Anxiety drags down global stock markets

9:14 am on 12 February 2016

US, British and European share markets have posted sharp declines overnight, amid continued anxiety about the state of the global economy.

Traders work on the floor of the New York Stock Exchange

Traders work on the floor of the New York Stock Exchange Photo: AFP

The index of London's leading shares fell 2.4 percent, with the FTSE 100 closing down 124 points at 5,549 points.

Markets in Frankfurt and Paris were down 2.9 percent and 4.1 percent respectively, while Wall Street was also trading lower, with the Dow Jones falling almost 2 percent.

The NZX 50 Index was down 0.54 percent yesterday and has dropped more than 5 percent since the start of the year.

The chief economic adviser for Centre for Economics and Business Research in London, Vicky Price, told Morning Report the world was slowing down a lot faster than anyone had expected.

She said banks were now exposed following commodity and oil price declines and the situation could get worse.
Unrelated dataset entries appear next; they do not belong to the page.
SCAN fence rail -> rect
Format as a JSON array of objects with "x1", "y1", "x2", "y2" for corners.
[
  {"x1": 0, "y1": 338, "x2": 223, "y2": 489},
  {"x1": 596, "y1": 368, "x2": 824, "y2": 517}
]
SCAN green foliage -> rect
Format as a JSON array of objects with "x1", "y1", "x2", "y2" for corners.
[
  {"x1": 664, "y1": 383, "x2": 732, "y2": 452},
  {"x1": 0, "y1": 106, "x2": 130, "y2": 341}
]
Analysts said US Federal Reserve chair Janet Yellen's gloomy economic assessment on Wednesday had added to investors' worries.
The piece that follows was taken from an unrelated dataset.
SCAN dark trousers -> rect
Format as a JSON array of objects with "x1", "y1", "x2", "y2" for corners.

In testimony to Congress, she said that financial conditions in the US had become "less supportive" of growth and warned of the "increased volatility" in global financial markets.

Rabobank European strategist Emile Cardon said the worst could still lie ahead: "The bad news in now coming from everywhere - China, Portugal, the US, the commodity sector, the banking sector. It's like several smaller crises could combine into one big crisis."
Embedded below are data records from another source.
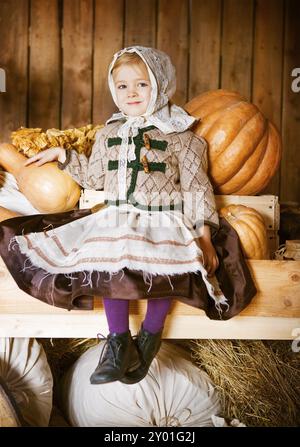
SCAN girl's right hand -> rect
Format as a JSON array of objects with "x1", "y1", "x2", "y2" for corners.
[{"x1": 24, "y1": 147, "x2": 66, "y2": 166}]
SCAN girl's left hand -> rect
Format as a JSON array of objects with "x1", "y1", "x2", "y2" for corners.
[{"x1": 199, "y1": 238, "x2": 219, "y2": 277}]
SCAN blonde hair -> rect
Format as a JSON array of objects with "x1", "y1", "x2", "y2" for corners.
[{"x1": 112, "y1": 53, "x2": 148, "y2": 74}]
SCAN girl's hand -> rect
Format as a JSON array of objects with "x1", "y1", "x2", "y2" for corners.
[
  {"x1": 24, "y1": 147, "x2": 66, "y2": 166},
  {"x1": 197, "y1": 225, "x2": 219, "y2": 277},
  {"x1": 200, "y1": 240, "x2": 219, "y2": 277}
]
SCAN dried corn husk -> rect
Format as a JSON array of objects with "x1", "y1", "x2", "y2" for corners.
[{"x1": 11, "y1": 124, "x2": 103, "y2": 157}]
On the FTSE 100, the biggest losers were a mix of financial firms and mining stocks.

Barclays was the worst-performing bank, sliding 6.4 percent. Its shares have fallen by almost a third since the start of this year, leaving it worth £25bn.

That is about the same value as Royal Bank of Scotland, whose shares have fallen more than a quarter this year.

In Frankfurt, Deutsche Bank was down 6.1 percent, as its share price continued to suffer from concerns about the strength of its balance sheet.

Banks are under pressure across Europe because of fears that exposure to bad loans may leave them ill-prepared to cope if the global slowdown intensifies.

US banks such as Citigroup and JP Morgan also fell on Thursday, with declines of 5.9 percent and 4 percent respectively.